Objective: Despite recent advances in molecular biology and genetics, the development of intracranial aneurysms (IA) is still poorly understood. Elucidation of the processes occurring in the IA wall is essential for a better understanding of IA pathophysiology. We sought to analyze the current evidence from histological, molecular and genetic studies of IA.
Methods: We systematically searched PubMed, Scopus, Web of Science and Cochrane Library for articles published before Mar 1, 2019 reporting on different diagnostic markers in human IA specimens. Expression of the markers in IA wall (vs. healthy arterial wall) and association with the rupture status were analyzed. The quality of the included studies and the level of the evidence for the markers were incorporated into the final data assessment.
Results: We included 123 studies reporting on analyses of 3476 IA (median 19 IA/study) published between 1966 and 2018. Based on microscopic, biochemical, genetic and biomechanical analyses, data on 358 diagnostic targets in the IA wall were collected. We developed a scale to distribute the diagnostic markers according to their specificity for IA or healthy arterial wall, as well as for ruptured or unruptured IA. We identified different functional pathways, which might reflect the intrinsic and extrinsic processes underlying IA pathophysiology.
Conclusions: Multiple histological and molecular markers and the related functional pathways contributing to the development of IA might present promising targets for future therapeutic interventions.
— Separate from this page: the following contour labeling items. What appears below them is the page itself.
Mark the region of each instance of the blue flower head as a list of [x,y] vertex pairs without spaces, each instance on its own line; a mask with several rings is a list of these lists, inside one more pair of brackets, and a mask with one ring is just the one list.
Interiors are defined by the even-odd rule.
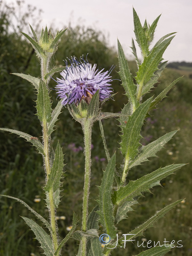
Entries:
[[60,78],[57,78],[56,89],[58,97],[62,99],[62,103],[74,103],[77,105],[83,100],[89,104],[93,95],[99,90],[99,98],[103,100],[108,98],[113,91],[109,83],[113,80],[110,76],[112,68],[109,71],[102,72],[96,70],[96,65],[92,67],[86,60],[81,58],[79,61],[76,57],[65,62],[65,69],[60,73]]

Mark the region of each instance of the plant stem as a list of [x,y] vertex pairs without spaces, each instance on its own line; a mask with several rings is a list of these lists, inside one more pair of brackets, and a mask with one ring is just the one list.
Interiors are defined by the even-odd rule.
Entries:
[[125,182],[125,179],[126,178],[126,176],[127,174],[129,160],[129,157],[125,157],[124,168],[123,169],[123,175],[122,175],[122,178],[121,179],[122,182],[123,183]]
[[[49,179],[49,174],[51,172],[51,167],[49,161],[49,137],[47,135],[47,122],[45,121],[43,123],[43,138],[44,140],[44,151],[45,154],[45,164],[47,174],[47,180]],[[51,225],[52,228],[52,237],[53,242],[54,248],[56,250],[58,246],[58,242],[57,236],[57,228],[56,223],[55,209],[53,200],[53,192],[52,188],[49,192],[49,199],[50,206],[50,215],[51,219]]]
[[139,101],[140,98],[141,96],[141,93],[142,93],[142,89],[143,89],[143,83],[142,82],[139,85],[139,88],[137,93],[137,100]]
[[[48,58],[45,57],[43,59],[42,63],[42,78],[46,84],[47,84],[47,81],[44,77],[46,74],[48,72],[49,62],[49,60]],[[49,161],[49,137],[47,134],[47,123],[45,119],[43,120],[42,126],[43,128],[43,144],[44,146],[45,153],[45,169],[48,180],[49,179],[49,175],[51,173],[51,167]],[[49,201],[50,207],[49,214],[51,220],[51,225],[52,228],[51,235],[53,241],[54,248],[55,250],[56,250],[58,246],[58,241],[57,236],[55,209],[54,205],[53,192],[52,188],[49,192],[48,199]]]
[[[92,124],[88,119],[85,119],[82,125],[84,134],[85,156],[85,171],[83,203],[82,230],[87,231],[87,214],[88,213],[88,200],[89,194],[89,187],[91,176],[91,133]],[[82,241],[82,256],[86,255],[86,238],[83,236]]]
Because of small numbers of IA samples in each study, 89% of the analyzed diagnostic markers presented with the lowest level of evidence. This underlines the need for the initiation of a multi-centric prospective histological IA register for pooled data analysis.
Keywords: formation; genetic; histology; immunohistochemistry; inflammation; intracranial aneurysm; marker; molecular; rupture.
© 2020 International Society of Neuropathology.